A common misconception of zone defense is it’s easier to play as compared to basketball’s standard man-to-man defense, but in my opinion it’s much harder to do well.
Coach Z and I were trying to integrate this new, and difficult defense, with our team.
It started well! We began the season with 12 wins and two losses. That’s good!
But then we moved into conference play and Seward County plays in arguably the toughest conference in the country—the Jayhawk Conference.
We on our first game in double overtime, and then lost our next two games giving up 80+ points in both of them. And as we traveled home from starting the conference 1-2 the heat was turned up even more on our lack of results.
Coach Z and I had multiple lengthy discussions about going back and forth between man-to-man, and match-up zone, before finally we sat down and said we have to pick a lane.
We felt good about the offense. But if we wanted our team to believe in the defense then it had to start with us as leaders. No more waffling, we decided. We’re going with the match-up zone for the rest of the season.
Coach Z always met with the team before practice in our locker room, and we’d talk about our goals for the day.
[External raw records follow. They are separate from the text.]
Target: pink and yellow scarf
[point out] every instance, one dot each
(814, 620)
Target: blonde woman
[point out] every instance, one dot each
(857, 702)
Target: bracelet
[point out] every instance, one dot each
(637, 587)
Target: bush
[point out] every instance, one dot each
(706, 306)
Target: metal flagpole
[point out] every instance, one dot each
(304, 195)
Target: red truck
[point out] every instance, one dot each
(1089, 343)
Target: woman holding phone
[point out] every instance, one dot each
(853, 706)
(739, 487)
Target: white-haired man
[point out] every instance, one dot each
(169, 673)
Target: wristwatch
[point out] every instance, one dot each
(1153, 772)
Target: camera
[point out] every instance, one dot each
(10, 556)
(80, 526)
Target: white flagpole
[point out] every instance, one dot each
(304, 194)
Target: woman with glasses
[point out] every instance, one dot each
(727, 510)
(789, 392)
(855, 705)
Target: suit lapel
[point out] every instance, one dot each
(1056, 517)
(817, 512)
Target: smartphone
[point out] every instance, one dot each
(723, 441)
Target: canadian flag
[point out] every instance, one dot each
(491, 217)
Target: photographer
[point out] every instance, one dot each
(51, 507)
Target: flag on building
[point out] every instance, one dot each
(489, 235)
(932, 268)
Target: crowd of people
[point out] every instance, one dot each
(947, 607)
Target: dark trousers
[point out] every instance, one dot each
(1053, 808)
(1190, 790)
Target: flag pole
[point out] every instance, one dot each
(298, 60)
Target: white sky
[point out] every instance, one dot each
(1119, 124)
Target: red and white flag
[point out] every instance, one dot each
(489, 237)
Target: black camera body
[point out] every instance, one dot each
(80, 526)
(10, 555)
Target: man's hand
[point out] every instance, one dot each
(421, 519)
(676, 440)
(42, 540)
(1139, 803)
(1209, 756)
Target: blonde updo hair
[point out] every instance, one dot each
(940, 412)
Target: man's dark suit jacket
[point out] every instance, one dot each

I’d follow in behind.
On this day, the day after we started the conference with one win and two losses, Z kicked open the door and said, “Burn the boats!”
Everyone stared confused.
Z proceeded to tell the story of past war experts like Hernan Cortez, and Sun Tsu, who had found centuries before that by removing the doubt in their soldier’s mind that they were staying, and fighting, it led to more success as an army.
The same needed to be the case for our Seward team, and the same can be said in your life. Remove all doubt from your decision, and then watch what happens when you do.
Unconsciously, our basketball team did not give it’s best effort because they could always fall back on the option that we could try man-to-man defense if the zone wasn’t working.
If man defense wasn’t working we could go back to zone. Therefore, neither defense was great.
Another issue that came up would be four players on the court of the five would do their job perfectly, but one man would lose focus or break down and they would score.
Everyone must be completely bought in. Everyone must do their job.
Once we burned the boats, we became one of the best defenses in the country.
The team now had belief defensively and mentally, the offense kept humming, and we won 20 of our next 22 games. One of those two losses was in the final four to the eventual national champion.
We won the third place game by 18 points and finished with a record of 32-6.
That team shattered shooting records and is still one of the fan favorites in the team’s history. It was a remarkable turnaround in just one season. (Look at all the 2007-08 records!)
My question to you, then, is where in your life are you unconsciously letting doubt seep in? Where are you afraid to burn the boats, even though doing so will remove doubt, get you out of your comfort zone, and push you past your limits?
That may be internally, or with those around you, but you must remove all doubt.
There’s balance here, of course. Occasionally we have to stop the insanity of doing the same thing and expecting a different result.
More likely, however, we stop just before the breakthrough occurs. It feels too hard, or we want to see results faster, so we quit.
Persistence and intelligent effort will usually equal success.
Take some time today to reflect and see where you need to push harder, and where you need to eliminate doubt in yourself and your abilities.
You deserve the success you desire. Remember to keep the mindset that you are on the right path, and your doing the right things the right way.
Do that and the universe will take care of the rest for you.